Most recently, Romulus led a $5.5 million investment in EquipmentShare, a peer-to-peer marketplace used by contractors to rent heavy equipment. EquipmentShare was part of Y Combinator, but its founders are not MIT alumni.

The Romulus portfolio also includes: ClassPass, which lets customers book and take classes at any listed gym or fitness studio for a flat monthly rate; Placester which provides site creation and other tools to help real estate agents do business online; E la Carte, a maker of tablets for restaurant tables that allow patrons to pay without waiting on a check; and an app that tracks a user’s mental health then alerts and helps them when they need counseling.

Shortly after they began investing in seed deals, Gupta said, he and Chheda realized, “to scale a firm you cannot be attached to a single school.”

While Romulus has continued to back companies at MIT, especially from Prof. Sandy Pentland’s MIT Media Lab, they now scout deals on campuses across the country, and through incubators, accelerators, and their expanding professional networks.

Beyond MIT, Romulus developed some unifying themes around which it invests and will continue to invest. “We don’t like crowded spaces,” Gupta said. “We do like business-to-business, vertical plays.”

Chheda elaborated, “We like companies that bring a new technology or new business model to large industries that haven’t been transformed by it yet.”

Leveraging its new limited partners, Romulus Capital will look to fund tech startups with a global strategy, and deals beyond the U.S., specifically in Western Europe, China, and the Middle East now.

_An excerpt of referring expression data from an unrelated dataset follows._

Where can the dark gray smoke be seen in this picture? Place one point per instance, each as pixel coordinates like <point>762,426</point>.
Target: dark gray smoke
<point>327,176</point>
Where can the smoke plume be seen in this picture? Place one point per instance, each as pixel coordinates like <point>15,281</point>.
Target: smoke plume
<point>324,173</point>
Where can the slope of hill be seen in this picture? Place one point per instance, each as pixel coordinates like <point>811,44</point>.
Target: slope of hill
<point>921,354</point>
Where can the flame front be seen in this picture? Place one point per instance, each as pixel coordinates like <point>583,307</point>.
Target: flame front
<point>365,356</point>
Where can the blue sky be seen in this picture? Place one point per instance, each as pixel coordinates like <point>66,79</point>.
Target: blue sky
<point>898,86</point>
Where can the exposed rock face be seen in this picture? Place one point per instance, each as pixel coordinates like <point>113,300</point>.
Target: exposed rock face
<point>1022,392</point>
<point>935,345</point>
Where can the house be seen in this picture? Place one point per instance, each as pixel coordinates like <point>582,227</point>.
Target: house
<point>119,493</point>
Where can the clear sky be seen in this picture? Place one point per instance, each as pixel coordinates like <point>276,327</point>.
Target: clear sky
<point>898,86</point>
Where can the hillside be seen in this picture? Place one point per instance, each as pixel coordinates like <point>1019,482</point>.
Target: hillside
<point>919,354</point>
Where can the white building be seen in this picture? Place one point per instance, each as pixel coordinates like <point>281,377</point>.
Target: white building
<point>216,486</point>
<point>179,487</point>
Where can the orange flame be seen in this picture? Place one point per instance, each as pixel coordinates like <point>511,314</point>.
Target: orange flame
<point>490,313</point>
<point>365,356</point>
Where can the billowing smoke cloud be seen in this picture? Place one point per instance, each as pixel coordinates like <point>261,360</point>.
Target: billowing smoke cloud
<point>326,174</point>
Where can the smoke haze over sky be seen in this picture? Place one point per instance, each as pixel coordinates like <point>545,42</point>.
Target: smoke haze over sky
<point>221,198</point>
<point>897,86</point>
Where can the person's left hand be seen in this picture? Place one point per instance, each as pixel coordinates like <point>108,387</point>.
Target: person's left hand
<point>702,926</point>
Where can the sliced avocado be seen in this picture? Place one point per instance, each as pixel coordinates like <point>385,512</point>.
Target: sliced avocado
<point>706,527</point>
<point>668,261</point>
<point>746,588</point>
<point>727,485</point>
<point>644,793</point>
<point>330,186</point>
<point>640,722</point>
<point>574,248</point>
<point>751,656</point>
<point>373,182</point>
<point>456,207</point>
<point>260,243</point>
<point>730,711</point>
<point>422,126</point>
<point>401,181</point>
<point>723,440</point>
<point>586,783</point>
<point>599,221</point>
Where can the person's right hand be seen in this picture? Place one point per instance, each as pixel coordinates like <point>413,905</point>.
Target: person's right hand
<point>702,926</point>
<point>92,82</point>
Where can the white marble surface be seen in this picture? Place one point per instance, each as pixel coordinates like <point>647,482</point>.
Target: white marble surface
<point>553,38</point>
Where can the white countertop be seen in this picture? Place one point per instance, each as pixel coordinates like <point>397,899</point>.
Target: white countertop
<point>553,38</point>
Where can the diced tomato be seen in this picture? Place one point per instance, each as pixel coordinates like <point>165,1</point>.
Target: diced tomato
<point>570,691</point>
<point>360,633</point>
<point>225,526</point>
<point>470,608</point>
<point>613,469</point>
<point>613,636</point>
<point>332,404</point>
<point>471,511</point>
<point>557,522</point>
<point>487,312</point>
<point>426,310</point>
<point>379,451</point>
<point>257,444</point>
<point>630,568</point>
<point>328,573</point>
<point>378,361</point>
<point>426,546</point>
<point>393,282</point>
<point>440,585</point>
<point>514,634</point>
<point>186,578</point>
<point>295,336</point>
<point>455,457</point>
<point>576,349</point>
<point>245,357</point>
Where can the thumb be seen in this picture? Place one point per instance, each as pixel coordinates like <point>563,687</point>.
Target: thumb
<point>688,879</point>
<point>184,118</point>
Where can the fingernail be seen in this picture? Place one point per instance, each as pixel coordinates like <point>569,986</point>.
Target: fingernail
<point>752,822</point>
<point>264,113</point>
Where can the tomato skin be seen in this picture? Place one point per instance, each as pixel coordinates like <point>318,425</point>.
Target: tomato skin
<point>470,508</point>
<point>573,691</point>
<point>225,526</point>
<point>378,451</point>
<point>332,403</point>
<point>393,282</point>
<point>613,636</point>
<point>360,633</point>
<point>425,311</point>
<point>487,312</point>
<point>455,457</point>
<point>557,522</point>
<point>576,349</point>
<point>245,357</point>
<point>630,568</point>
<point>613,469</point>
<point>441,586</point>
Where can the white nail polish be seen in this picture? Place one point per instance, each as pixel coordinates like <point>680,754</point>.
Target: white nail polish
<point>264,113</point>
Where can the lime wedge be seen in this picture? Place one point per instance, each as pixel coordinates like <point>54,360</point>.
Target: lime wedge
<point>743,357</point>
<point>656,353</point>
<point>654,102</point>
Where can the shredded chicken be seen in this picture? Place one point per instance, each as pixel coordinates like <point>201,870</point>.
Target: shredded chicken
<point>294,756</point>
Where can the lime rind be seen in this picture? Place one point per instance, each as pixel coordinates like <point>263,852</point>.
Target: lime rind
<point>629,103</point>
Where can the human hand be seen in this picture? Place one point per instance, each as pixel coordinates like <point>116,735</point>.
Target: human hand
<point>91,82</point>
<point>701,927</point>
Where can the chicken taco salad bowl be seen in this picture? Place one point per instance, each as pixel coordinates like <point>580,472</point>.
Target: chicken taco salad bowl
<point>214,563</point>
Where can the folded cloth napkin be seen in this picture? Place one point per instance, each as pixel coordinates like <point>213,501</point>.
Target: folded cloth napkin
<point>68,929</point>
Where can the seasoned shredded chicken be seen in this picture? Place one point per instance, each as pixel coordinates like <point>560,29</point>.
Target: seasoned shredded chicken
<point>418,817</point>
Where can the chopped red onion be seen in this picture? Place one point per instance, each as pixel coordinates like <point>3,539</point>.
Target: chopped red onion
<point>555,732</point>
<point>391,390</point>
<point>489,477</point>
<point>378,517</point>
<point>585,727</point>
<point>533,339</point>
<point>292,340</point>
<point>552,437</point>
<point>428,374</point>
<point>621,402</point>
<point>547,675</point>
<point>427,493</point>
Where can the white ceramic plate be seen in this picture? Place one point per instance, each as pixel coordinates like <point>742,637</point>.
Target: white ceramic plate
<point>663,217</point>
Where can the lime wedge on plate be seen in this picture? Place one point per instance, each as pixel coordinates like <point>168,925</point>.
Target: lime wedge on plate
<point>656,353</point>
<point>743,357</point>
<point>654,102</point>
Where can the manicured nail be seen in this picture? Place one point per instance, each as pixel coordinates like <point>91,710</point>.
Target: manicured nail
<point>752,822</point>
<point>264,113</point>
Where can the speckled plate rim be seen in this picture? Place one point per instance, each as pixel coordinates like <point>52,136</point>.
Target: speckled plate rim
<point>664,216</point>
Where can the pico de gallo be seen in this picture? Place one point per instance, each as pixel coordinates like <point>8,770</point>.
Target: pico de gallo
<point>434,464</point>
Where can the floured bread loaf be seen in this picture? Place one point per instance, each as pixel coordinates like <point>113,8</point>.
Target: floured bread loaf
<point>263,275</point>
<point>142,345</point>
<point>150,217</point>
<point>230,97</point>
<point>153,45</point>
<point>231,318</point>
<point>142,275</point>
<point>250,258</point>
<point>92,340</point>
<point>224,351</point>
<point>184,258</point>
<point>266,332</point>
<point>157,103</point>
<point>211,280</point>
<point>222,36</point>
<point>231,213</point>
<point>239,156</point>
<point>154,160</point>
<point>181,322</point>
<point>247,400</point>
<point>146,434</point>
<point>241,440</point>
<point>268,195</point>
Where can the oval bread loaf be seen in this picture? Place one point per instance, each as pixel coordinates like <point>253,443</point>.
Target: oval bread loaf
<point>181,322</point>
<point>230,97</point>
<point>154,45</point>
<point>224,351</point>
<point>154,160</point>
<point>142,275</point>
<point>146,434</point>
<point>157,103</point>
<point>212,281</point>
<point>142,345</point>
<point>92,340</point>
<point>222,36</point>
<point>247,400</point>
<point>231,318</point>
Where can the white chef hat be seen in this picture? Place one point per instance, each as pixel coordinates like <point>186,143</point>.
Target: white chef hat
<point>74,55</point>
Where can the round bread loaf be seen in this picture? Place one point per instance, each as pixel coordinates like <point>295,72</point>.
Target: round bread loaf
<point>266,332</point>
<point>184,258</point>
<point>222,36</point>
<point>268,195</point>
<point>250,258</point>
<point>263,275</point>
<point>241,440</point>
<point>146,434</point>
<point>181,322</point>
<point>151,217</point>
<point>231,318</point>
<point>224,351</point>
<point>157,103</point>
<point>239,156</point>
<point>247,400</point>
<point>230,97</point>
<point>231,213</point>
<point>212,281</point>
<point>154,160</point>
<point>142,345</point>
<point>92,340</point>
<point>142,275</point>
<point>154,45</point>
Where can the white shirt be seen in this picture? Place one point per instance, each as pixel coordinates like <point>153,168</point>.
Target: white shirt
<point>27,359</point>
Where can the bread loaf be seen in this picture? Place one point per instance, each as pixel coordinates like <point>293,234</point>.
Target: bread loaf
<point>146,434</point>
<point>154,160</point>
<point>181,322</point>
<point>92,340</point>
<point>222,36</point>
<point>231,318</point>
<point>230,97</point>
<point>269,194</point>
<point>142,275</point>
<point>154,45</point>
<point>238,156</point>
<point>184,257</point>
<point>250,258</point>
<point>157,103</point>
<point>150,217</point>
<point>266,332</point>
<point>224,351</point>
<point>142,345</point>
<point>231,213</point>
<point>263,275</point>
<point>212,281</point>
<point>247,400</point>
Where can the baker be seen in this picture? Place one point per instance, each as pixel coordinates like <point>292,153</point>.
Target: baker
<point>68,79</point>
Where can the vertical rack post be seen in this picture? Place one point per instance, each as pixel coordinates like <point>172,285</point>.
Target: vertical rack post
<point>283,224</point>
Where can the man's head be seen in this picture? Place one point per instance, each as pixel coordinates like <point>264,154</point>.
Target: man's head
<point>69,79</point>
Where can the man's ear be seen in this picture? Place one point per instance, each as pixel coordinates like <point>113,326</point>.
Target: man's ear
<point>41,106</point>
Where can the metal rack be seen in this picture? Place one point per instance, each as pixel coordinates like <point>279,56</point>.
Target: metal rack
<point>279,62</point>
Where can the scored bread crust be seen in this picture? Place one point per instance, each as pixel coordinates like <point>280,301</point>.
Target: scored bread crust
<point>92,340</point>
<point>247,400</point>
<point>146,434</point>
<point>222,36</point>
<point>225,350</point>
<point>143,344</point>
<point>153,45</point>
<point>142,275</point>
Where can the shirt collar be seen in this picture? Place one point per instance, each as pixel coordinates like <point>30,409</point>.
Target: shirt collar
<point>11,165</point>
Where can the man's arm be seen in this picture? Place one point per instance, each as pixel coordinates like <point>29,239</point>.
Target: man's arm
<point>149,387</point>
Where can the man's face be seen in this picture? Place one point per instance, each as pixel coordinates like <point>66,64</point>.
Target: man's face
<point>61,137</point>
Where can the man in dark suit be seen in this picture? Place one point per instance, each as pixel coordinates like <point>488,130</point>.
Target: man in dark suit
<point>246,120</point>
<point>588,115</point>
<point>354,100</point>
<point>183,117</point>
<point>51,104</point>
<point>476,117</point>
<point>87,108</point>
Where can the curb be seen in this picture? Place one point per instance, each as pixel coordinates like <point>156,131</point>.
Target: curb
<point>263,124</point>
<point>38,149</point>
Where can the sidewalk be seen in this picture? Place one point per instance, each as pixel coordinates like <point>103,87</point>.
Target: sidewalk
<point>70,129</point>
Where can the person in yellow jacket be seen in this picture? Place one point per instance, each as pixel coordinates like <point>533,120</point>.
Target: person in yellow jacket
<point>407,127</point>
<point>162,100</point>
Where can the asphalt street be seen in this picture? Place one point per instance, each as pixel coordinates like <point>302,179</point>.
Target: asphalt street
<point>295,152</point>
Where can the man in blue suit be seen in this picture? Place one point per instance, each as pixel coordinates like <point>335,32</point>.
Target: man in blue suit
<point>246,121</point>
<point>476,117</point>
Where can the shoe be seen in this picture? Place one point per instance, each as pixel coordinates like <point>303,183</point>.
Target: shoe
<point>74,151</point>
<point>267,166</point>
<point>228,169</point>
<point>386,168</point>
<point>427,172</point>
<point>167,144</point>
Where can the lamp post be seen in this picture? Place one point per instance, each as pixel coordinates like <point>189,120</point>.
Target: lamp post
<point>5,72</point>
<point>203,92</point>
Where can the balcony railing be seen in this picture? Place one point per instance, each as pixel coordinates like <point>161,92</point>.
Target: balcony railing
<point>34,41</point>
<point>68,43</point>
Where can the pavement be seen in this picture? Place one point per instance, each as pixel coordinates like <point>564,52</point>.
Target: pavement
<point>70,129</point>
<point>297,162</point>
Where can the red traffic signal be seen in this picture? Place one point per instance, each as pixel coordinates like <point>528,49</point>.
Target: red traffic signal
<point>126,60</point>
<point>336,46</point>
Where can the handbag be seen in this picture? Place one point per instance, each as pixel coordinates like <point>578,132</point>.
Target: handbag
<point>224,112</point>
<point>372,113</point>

Romulus Capital III LP attracted the firm’s existing limited partners from the U.S. and Europe, along with a mix of business conglomerates and royal family funds based in Saudi Arabia, Amman, Kuwait, China and Hong Kong

Besides the expanded, international network, Gupta believes that investing from a $75 million fund today really won’t be that different than investing from a $50 million fund three years ago. “Round sizes have come up. But we’re sticking to a strategy that’s already working for us,” he said.